MATTOS FILHO, Caio de  and  TEIXEIRA, Maria Angélia. Psychoanalysis's Ethics and the Repetitive Missing Encounter of the Real. Rev. Subj. [online]. 2014, vol.14, n.2, pp. 203-216. ISSN 2359-0769.

This article discusses, in the face of happiness demands of those arriving at an analyst, the repetition problem and its ethical implications according to psychoanalysis. It starts from the psychoanalytical premiss of the intrinsic human discontent, in so far as instead of the anonymous programme of instincts, man is a linguistic being crossed by the misunderstandings of speech, singular asymmetric desires, and partial satisfactions. In this context, repetition is taken from its Freudian origins beyond the pleasure principle, through to Lacan's main contributions, especially in his use of two physical Aristotelic notions: tykhe and automaton.

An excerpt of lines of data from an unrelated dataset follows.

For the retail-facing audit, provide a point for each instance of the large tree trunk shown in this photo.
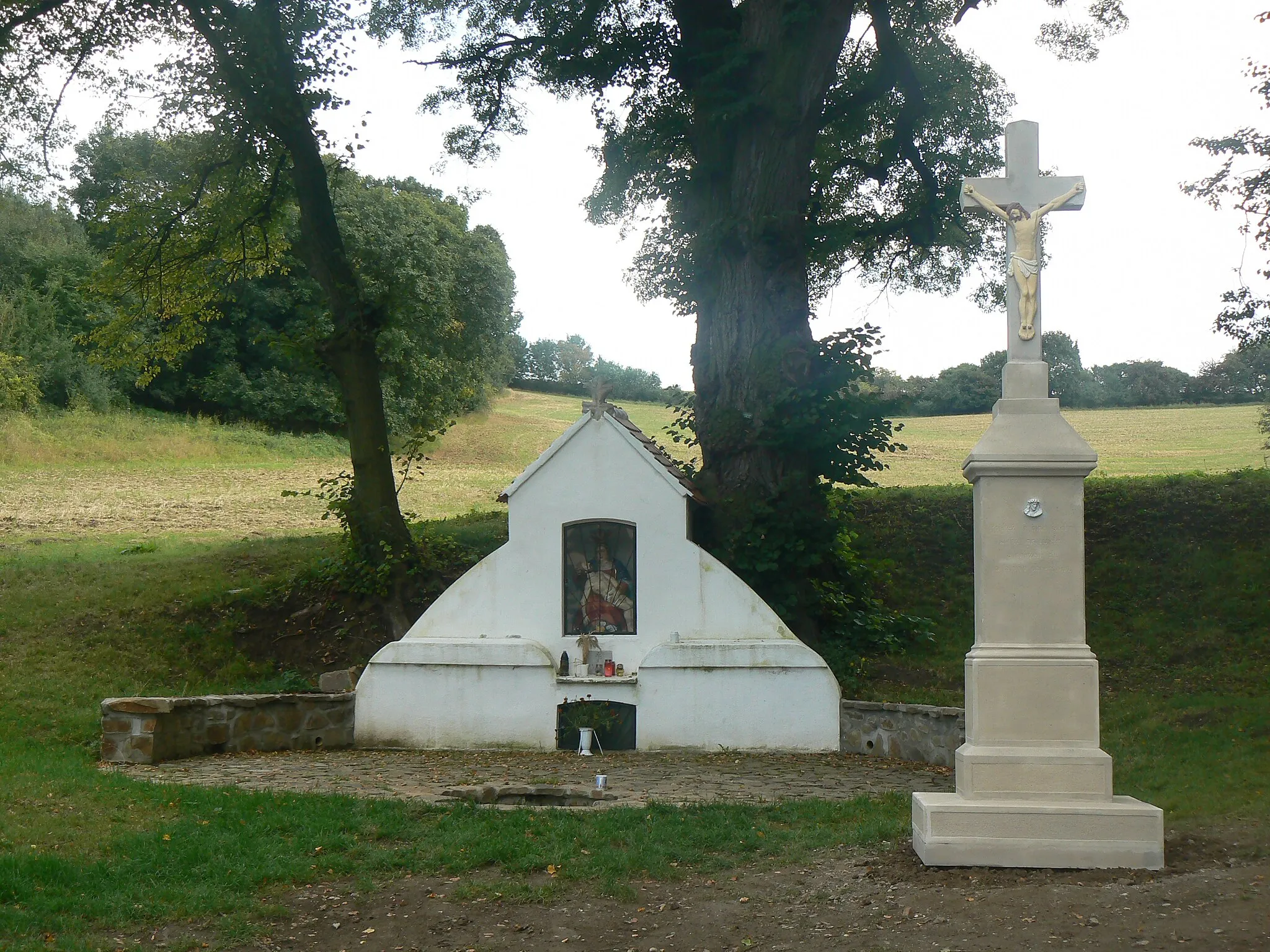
(258, 66)
(747, 209)
(751, 190)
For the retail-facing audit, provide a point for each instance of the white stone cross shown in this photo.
(1025, 186)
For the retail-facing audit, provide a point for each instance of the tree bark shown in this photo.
(258, 68)
(752, 183)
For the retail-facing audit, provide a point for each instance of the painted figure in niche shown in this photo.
(600, 587)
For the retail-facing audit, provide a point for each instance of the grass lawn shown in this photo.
(140, 474)
(84, 855)
(1178, 573)
(1178, 615)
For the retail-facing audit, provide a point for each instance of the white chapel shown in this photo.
(600, 566)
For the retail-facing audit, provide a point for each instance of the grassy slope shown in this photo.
(87, 855)
(140, 474)
(1178, 573)
(1176, 612)
(1134, 442)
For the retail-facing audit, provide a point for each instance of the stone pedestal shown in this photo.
(1033, 786)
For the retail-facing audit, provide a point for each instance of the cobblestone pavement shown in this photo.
(678, 777)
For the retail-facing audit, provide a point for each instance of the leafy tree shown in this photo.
(1142, 384)
(18, 386)
(571, 367)
(1241, 376)
(247, 86)
(776, 144)
(575, 361)
(966, 389)
(45, 305)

Moreover, happiness demand is confronted with one's destiny towards repetition of the faulty encounter, as if by chance, with the real within the pulsion, which has a beautiful literarily illustration by Acaso, an Álvaro de Campos' poem. Not engaging with the happiness encounter of pleasure within goods, such as other therapies offering normative recipes for adaptation, psychoanalysis's ethics is concerned with the ex-sistence of the subject fixated within a symptomatic position of jouissance, whose treatment concentrate on the ways of say-well the symptom, which results in the conquest of a subjective position that mobilises and includes the unconscious desire without such high-suffering cost.

Keywords : psychoanalysis; ethics; repetition; happiness; desire.